The team led by Kaya Axelsson at the University of Oxford will work alongside The British Standards Institution (BSI) to bring youth climate justice representatives across six continents to develop equity criteria for net zero governance. These will be produced with UK-Plc to address the policy gap that fails to define how companies can address equity concerns when they decarbonise their footprints. Read more
Kaya Axelsson explains “Youth are the engine of the global climate movement yet are frequently left out of the governance processes that determine our net-zero futures. With funding from the ACCESS Grant, we’re excited to begin our work with global youth, UK businesses and the British Standards Institution to define what an ‘equitable’ transition to net-zero might mean, and how corporates can enact this under the guidance of the voluntary net-zero standards landscape.”
Davide Pettinato at the University of Cambridge along with Mohammed Fezaan Azam from Cambridge Central Mosque will be looking at British Muslims and their pro-environmental values.
Together they will co-produce and evaluate a holistic programme of faith-literate environmental education to strengthen pro-environmental values, self-identity and personal norms among British Muslims. Cambridge is the first and only ‘green mosque’ in the UK and it is hoped it will become a model for other mosques in the UK and abroad. Read more
The last project looks at how we might build more harmonious people-planet relations. Taking a socioecological care approach, Dr Sarah Parry along with Dr Rachel Hunt at the University of Edinburgh will explore the transformative potential of everyday caring practices and relationships between people, nonhumans and places, and their characteristics like love, respect and solidarity.
This approach will bring to the foreground, marginalised voices; give attention to un/caring actions and how these are linked; the contexts in which care is possible or not; and in/equalities within caring relations.
Sarah and her team will explore three sustainability initiatives that are already engaged in socioecological care: a community amenity project, a regenerative farm and a landscape restoration project in Badenoch and Strathspey in the Scottish Highlands.
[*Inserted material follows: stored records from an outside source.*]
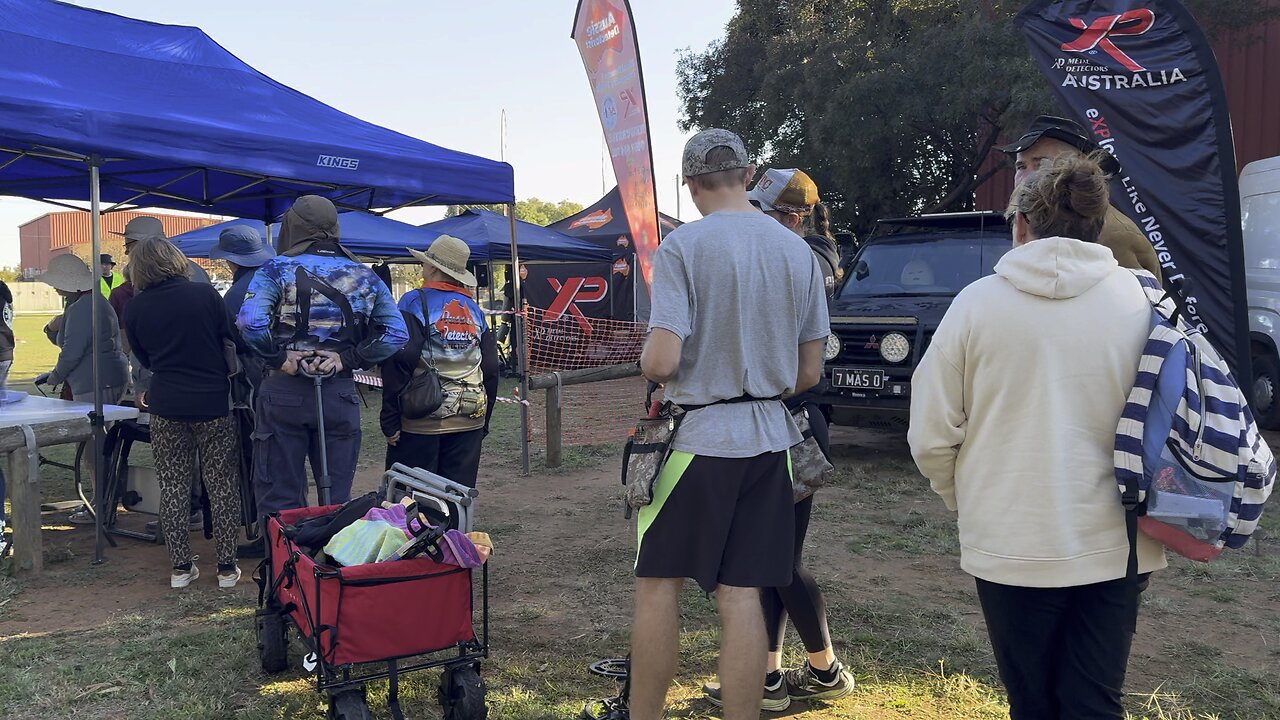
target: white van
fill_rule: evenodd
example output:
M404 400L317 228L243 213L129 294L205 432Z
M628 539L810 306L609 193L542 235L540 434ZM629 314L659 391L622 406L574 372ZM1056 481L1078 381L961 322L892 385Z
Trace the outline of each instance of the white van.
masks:
M1280 429L1280 157L1251 162L1240 173L1249 345L1258 423Z

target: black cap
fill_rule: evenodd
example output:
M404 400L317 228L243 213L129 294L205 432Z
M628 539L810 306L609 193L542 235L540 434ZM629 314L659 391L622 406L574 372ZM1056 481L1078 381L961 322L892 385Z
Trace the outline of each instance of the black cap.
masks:
M101 255L98 256L98 264L99 265L115 265L116 261L113 260L110 255L106 253L102 253Z
M1018 138L1017 142L1005 145L1000 150L1009 155L1016 155L1035 145L1041 138L1060 140L1085 154L1099 149L1098 144L1075 120L1041 115L1031 122L1031 127L1027 128L1027 132ZM1115 174L1120 171L1120 163L1108 153L1102 162L1102 169L1104 172Z

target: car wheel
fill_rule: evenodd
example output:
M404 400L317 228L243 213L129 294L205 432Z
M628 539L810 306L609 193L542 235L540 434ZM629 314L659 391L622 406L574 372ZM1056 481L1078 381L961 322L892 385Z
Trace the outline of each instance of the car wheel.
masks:
M1252 361L1249 406L1253 417L1264 430L1280 430L1280 359L1274 355L1255 355Z

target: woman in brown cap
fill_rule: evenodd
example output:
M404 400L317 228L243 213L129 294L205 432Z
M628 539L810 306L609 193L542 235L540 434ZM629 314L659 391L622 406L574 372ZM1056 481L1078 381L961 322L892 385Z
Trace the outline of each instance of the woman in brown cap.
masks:
M381 366L387 467L401 463L475 487L498 394L498 349L473 297L471 249L441 235L426 252L409 252L422 263L422 288L400 298L409 342ZM439 375L444 402L426 417L409 417L401 391L428 369Z

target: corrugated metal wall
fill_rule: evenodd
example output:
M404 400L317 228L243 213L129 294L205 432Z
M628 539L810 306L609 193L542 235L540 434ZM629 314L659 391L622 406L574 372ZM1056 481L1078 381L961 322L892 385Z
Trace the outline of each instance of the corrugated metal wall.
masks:
M124 232L124 226L130 220L143 215L160 218L165 235L169 237L219 222L210 218L162 213L132 211L107 213L102 216L102 251L117 256L122 255L122 240L120 236L111 233ZM53 212L38 217L20 226L18 235L22 249L22 270L25 273L44 272L45 268L49 267L49 259L54 255L73 252L76 246L87 246L92 242L89 213L75 210ZM121 257L116 257L116 260L121 260Z
M1214 52L1231 106L1238 172L1254 160L1280 155L1280 21L1235 33Z
M1214 52L1231 108L1238 172L1254 160L1280 155L1280 20L1222 38ZM979 175L995 166L1008 169L977 189L979 210L1003 210L1013 192L1013 170L1001 153L991 153Z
In collaboration with Mhairi Hall, the research will inspire the composition of new Scottish music to bring people together and better understand how a strong foundation of care can be used to help build sustainability.
Sarah’s partners include the Cairngorms National Park Authority, Carrbridge Community Orchard, Fèis Spè, Highlands and Islands Climate Hub, Lynbreck Croft, and Scotland’s National Centre for Excellence in Traditional Music. Read more
Sarah Parry “We are excited to embark on this unique project working with partners and communities in Badenoch and Strathspey to elaborate socioecological care. The ACCESS funding affords opportunities to connect social scientific knowledge with those in communities with lived experiences of socioecological care to explore its transformative potential through academic, public and creative outputs.”
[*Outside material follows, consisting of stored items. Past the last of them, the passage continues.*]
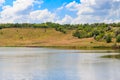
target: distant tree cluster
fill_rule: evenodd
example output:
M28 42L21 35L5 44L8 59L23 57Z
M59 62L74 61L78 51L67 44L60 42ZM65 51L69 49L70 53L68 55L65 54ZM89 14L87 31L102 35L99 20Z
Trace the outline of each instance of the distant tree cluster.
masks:
M116 42L120 42L120 23L105 24L79 24L73 32L73 36L77 38L91 38L96 41L112 42L116 38ZM114 26L113 26L114 25Z

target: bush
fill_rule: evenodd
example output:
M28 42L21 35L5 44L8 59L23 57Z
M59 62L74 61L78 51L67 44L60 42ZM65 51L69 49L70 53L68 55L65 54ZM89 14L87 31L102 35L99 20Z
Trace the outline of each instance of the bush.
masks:
M107 43L112 42L112 37L111 37L111 35L107 35L107 36L106 36L106 42L107 42Z
M80 37L81 37L81 34L80 34L80 32L79 32L78 30L76 30L76 31L73 33L73 36L80 38Z
M120 34L116 37L116 42L120 43Z
M99 41L99 40L101 40L101 36L98 35L94 39L97 40L97 41Z
M120 28L115 31L115 36L118 36L120 34Z
M0 27L0 29L2 29L2 27Z
M22 36L20 36L20 38L19 39L23 39L23 37Z
M97 40L97 41L100 41L100 40L103 39L103 37L104 37L104 33L99 34L98 36L94 36L94 39Z
M108 26L107 29L106 29L106 31L110 31L110 30L112 30L112 27Z
M84 30L76 30L73 33L73 36L78 37L78 38L87 38L87 37L89 37Z
M57 28L55 28L55 30L56 30L56 31L60 31L60 32L62 32L62 33L64 33L64 34L67 33L67 31L66 31L66 29L65 29L64 27L57 27Z
M98 31L98 30L94 30L93 32L92 32L92 35L93 36L97 36L97 35L99 35L100 34L100 32Z
M92 33L86 33L87 35L86 35L86 38L90 38L90 37L93 37L92 36Z

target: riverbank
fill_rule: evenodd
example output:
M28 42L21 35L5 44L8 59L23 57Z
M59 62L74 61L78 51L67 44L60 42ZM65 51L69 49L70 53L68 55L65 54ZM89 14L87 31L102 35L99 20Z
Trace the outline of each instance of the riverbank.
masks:
M93 38L78 39L72 36L73 31L66 34L48 28L4 28L0 30L0 46L9 47L51 47L72 49L112 49L115 40L111 43L96 41ZM116 43L120 46L120 43Z
M101 56L101 58L120 59L120 54L116 54L116 55L105 55L105 56Z

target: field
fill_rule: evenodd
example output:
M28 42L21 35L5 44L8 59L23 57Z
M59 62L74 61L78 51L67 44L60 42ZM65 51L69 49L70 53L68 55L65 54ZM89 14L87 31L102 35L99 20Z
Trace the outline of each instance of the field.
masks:
M4 28L0 30L0 46L111 48L115 44L114 39L106 43L93 38L78 39L72 33L70 30L64 34L54 28L48 28L46 32L44 28Z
Professor Birgitta Gatersleben ACCESS Co-Director, from the University of Surrey, was impressed with the high quality of applications. “The large number of applications came from researchers across the UK and covered a wide range of different environmental social science challenges. It is very exciting to be able to support these three projects that address such different topics from “youth climate justice”, to the first “green Mosque” in the UK and socio-ecological care in the Scottish Highlands. I am very much looking forward to seeing the projects develop over the next couple of years”.
The ACCESS Flex Fund provides funding to test and develop new ways of thinking, new approaches and new networks that will advance the impact of the social sciences to address the transition to a sustainable and biodiverse environment and a net zero society. These were the second and last Flex Fund awards.